Retinitis pigmentosa is a disease that's part of a group of genetic disorders that cause vision loss, due to the cells in the retina slowly breaking down over time.

Symptoms for individuals born with retinitis pigmentosa begin when they're children and the majority of people diagnosed with the disease will lose almost all of their vision. Symptoms can include loss of night vision, issues with colour vision, tunnel vision or loss of central vision.

There is no cure for retinitis pigmentosa, but there are visual aids that can assist individuals with low vision with making the most out of their sight.

Leo, Colin, Laurent, Mia, Sebastien Pelletier, a local sherpa, and Edith Lemay take a brief rest while trekking to the Poon Hill viewpoint in Nepal. (MRC/Jean-Sébastien Francoeur)
Leo, Colin, Laurent, Mia, Sebastien Pelletier, a local sherpa, and Edith Lemay take a brief rest while trekking to the Poon Hill viewpoint in Nepal. (MRC/Jean-Sébastien Francoeur)

Where Blink also shines is in the way we get to see really pure and authentic moments of the younger children figuring out what blindness means, a discovery that we may take for granted as adults.

"One of my favourite moments in the film is when Colin says, 'I'm going to get a guide cat,'" Stenson highlighted. "I think what it says to me too is, as filmmakers and as a general audience, we all have a very vague sense of vision, of visual impairment, and I think that the kids responses, and the beautiful innocence and irreverence of those responses, kind of throw into starker relief the bigger reality, which is, when we all sit down and think about it, we're like, 'Oh yeah, blindness is a spectrum. Oh yeah, there's not just this light switching on and off.'"

"So for us as filmmakers, I think it was an opportunity to softly include maybe a bigger point about how, generally, us included, maybe lack an understanding of that, and that was a learning process for us on the team. And I think also, there's something disarming and charming about the kids' responses, because you know, in a sense, everything's going to be OK when you can have an attitude like theirs."

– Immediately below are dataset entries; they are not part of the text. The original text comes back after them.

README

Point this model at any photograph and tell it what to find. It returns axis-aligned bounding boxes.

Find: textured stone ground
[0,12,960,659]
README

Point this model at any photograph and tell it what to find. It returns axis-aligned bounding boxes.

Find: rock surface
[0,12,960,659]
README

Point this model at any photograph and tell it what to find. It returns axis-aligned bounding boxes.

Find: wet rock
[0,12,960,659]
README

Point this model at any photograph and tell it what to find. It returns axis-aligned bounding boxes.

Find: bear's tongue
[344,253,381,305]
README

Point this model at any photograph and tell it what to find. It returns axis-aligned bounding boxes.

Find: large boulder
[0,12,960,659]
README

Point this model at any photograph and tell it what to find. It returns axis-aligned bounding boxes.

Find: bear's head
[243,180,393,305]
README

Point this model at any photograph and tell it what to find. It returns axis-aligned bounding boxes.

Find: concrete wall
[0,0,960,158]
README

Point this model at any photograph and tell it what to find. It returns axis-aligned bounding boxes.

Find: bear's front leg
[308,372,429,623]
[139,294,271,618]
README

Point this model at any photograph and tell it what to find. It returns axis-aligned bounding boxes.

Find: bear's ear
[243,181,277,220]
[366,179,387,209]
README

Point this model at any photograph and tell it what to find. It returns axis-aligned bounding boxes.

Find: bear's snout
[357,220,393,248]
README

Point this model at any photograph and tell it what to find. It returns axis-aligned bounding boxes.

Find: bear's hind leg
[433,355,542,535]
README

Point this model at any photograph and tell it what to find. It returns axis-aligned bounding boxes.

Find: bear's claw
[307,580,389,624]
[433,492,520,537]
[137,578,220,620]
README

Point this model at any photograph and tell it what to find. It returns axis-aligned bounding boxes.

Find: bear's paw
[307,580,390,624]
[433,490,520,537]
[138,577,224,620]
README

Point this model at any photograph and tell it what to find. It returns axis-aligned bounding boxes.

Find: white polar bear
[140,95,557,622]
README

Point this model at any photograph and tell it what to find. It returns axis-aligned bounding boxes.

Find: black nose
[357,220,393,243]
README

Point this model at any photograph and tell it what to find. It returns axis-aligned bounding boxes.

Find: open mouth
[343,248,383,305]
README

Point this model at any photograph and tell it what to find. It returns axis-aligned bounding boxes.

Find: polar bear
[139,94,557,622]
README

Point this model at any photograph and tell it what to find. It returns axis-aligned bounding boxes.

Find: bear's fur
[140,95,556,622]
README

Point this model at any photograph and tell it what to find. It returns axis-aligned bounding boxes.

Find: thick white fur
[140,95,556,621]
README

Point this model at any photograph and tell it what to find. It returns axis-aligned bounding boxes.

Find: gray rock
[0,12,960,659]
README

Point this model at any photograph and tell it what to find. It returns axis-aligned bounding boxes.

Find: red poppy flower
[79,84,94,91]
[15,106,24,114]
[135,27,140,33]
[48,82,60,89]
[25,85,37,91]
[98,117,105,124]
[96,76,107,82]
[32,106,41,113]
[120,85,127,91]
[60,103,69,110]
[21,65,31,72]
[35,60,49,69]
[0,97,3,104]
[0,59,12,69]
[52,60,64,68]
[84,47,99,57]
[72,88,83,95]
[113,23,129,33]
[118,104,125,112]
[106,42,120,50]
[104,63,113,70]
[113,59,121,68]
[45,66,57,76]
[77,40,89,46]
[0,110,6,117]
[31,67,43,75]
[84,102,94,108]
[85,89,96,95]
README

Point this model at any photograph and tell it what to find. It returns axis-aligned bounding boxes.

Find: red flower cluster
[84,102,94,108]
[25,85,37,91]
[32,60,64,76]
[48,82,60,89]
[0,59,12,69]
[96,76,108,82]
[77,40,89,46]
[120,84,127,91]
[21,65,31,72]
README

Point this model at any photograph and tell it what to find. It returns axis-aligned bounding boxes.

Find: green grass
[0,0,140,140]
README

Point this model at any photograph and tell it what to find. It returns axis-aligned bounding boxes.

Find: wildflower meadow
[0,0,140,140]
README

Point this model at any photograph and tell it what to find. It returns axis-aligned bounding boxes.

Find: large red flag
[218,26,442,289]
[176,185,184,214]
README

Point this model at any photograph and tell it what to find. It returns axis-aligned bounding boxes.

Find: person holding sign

Everything's going to be OK when you can have an attitude like theirs.

Lemay and Pelletier shared that they also didn't initially realize how all their children interpreted the meaning of blindness.

"We told Mia about the diagnosis, but the two other ones were too young to understand, they were three and one at the time, " Lemay explained. "But then they would grow older knowing that's what's going to happen. We knew they knew, but we didn't think, 'Oh, they don't understand everything.' They didn't ask questions."

"Right now it affects them so little in their day-to-day, so it's not present like in our mind all the time. It's just those little moments, which just brings you back to that diagnosis, and you need to answer their questions as [normally as] possible. You don't want them to feel that you're sad and that it's not fair. I didn't want to link the diagnosis to any negative emotion. I just wanted them to feel that, OK, that's their path. It's OK."

"Since we told Mia, she was seven, and she acted so mature about it and took it so well that, for us, we didn't go the step further of really sitting down with all of them," Pelletier added. "We do talk about it, but more casually, and it's more a part of their life now."